Stronger tobacco control measures must be meted out, including a complete ban on promotion and sponsorship, smoking in public places and a tax policy to raise retail prices and make cigarettes less affordable to the young.
The country has seen a 40 percent increase in tobacco output during the past five years, according to Tobacco Control and China's Future, an evaluation report by Yang Gonghuan, vice-director of the China Center for Disease Control and Prevention and Hu Angang, director of the Research Center for Contemporary China at Tsinghua University.
Yang and Hu's report concludes that the administrative mechanism of the tobacco industry should be reformed and the government's role in comprehensive tobacco control should be clearly defined.
The responsibility of tobacco control should not be put in the hands of government agencies that also oversee the tobacco industry.

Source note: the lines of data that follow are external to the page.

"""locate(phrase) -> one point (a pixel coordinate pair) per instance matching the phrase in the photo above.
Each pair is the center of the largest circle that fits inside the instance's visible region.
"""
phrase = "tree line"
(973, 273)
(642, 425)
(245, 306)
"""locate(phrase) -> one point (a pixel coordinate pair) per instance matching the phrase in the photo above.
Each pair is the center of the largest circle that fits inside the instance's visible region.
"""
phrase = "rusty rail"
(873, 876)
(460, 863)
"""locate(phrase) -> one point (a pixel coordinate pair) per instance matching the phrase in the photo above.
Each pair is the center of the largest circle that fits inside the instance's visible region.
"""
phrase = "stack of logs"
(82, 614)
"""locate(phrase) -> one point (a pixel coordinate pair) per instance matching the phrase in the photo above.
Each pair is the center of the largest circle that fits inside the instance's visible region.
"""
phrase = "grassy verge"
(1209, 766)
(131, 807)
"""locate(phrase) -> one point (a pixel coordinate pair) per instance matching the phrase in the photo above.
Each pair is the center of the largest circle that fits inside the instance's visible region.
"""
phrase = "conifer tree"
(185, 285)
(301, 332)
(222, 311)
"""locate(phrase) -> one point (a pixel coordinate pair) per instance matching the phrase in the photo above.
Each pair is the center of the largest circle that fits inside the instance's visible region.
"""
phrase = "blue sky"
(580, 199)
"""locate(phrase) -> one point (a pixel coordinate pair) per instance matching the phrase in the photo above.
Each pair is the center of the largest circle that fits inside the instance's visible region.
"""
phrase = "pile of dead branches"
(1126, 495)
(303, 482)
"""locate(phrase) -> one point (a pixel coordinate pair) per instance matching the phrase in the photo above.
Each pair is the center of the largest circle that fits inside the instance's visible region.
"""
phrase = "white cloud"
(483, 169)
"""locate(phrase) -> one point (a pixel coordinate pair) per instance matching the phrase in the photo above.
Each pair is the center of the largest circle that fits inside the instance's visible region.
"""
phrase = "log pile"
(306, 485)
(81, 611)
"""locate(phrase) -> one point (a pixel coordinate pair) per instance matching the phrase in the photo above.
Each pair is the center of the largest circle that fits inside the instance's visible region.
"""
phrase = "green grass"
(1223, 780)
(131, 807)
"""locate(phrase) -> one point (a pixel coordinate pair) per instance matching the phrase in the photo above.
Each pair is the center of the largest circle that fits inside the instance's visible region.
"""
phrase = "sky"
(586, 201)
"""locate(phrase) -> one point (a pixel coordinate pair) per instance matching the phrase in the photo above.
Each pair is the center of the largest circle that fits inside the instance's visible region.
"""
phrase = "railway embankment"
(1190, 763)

"The interests and objective of tobacco control are dramatically opposed to those of the tobacco industry, illustrated by the English expression, 'having the fox guard and chicken coop'," says Jeffery P. Koplan, director of Emory Global Health Institute, Emory University.
The tobacco industry and its related interest groups have launched many counter-tobacco control activities. These include, denying the scientific conclusions on the health hazards of smoking and claiming smoking is a person's right.
Yang said that the powerful industry uses a "low tar and low harm" marketing strategy to mislead the public. It also encourages tobacco consumption through disguised advertising, sponsorship and promotion.
As a result, Yang's surveys indicate there were an estimated 300 million smokers in China in 2010 and 740 million nonsmokers suffering from exposure to secondhand smoke, especially in public places and workplaces.
The number of deaths attributed to tobacco use has increased rapidly since 2000 in China and reached 1.2 million in 2005.